REPRESENTASI KAUM MENAK PRIANGAN DALAM GAMELAN DEGUNG

Artikel oleh R Savitri Puji Lestari, ISBI Bandung

Kata kunci: pengkajian, menak, representasi, priangan, degung

Sumber pengambilan dokumen: PASCA 2018 LES

Relasi:

Dibuat: 29 Januari 2019

Abstraksi

Gamelan Degung pada era kejayaan kaum menak di sunda wilayah priangan menjadi salah satu penanda dari keeksklusifan golongan. Kalangan ini merupakan golongan lapisan masyarakat yang disebut kaum menak. Kalangannya mengklaim banyak hal yang mempertegas jarak dan batasan antara kalangan kaum menak dengan kalangan yang saat itu dianggap berada dibawahnya. Gamelan Degung dijadikan salah satu lambang eksklusivitas kaum menak.
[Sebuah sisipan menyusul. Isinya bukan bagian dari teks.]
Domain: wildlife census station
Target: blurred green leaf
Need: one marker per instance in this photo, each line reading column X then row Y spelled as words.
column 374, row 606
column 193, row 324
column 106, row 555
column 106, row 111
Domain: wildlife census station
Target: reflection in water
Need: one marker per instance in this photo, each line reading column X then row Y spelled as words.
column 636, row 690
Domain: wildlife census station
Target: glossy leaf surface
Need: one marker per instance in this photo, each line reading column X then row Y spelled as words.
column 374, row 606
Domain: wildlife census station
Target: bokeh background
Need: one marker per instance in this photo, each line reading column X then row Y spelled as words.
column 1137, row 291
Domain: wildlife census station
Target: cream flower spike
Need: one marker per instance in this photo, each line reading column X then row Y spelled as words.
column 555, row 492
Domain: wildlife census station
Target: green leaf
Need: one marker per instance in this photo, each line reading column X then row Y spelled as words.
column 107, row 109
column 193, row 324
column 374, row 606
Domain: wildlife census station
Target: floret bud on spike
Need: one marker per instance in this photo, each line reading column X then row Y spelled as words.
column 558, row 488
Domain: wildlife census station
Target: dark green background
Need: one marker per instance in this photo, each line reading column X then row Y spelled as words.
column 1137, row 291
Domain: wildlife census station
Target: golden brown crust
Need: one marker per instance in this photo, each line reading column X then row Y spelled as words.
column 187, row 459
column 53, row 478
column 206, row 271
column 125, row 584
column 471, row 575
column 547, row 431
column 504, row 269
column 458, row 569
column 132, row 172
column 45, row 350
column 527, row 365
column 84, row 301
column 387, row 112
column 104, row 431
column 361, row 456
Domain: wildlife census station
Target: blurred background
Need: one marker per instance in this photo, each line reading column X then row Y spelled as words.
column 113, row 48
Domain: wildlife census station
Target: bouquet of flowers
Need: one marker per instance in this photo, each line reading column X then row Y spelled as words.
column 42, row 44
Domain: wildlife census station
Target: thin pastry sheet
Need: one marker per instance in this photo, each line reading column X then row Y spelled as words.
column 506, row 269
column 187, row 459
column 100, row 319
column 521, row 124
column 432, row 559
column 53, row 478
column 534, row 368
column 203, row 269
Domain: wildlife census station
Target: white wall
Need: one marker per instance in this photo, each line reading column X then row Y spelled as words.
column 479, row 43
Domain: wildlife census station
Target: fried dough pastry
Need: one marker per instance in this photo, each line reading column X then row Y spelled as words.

Seiring redupnya kejayaan kaum menak dan terjadi peleburan masyarakat dalam sebuah sistem kenegaraan, gamelan Degung pun seolah membaur dan memiliki identitas kepemilikan baru sebagai milik masyarakat sunda.
Sebagai teori yang sebenarnya berada dalam teori besar sirkuit budaya, teori representasi Stuart Hall digunakan sebagai perangkat utama dalam menganalisis kajian ini. Disisi lain teori estetika paradoks dari Jakob Sumarjo menopang kajian ini dalam mengurai temuan pola musikal menjadi sebuah rangkaian makna yang filosofis.
Berdasarkan analisis terhadap gamelan degung yang secara kontekstual berkaitan dengan kaum menak, Degung hidup berdampingan dengan kaum menak. Maksud dari kaum menak bertahan dalam gaya hidup dengan mengklaim hal yang dapat yang telah dicapai terefleksikan dalam gamelan Degung. Ketika kaum menak berada dalam kejayaan kualitas sosial, Degung pun diperlakukan istimewa. Dan ketika kaum menak sudah masuk dalam kesamaan kalangan dalam sebuah negara republik, Degung juga memiliki jalannya sendiri dan menjadi milik kalangan masyarakat yang lebih luas.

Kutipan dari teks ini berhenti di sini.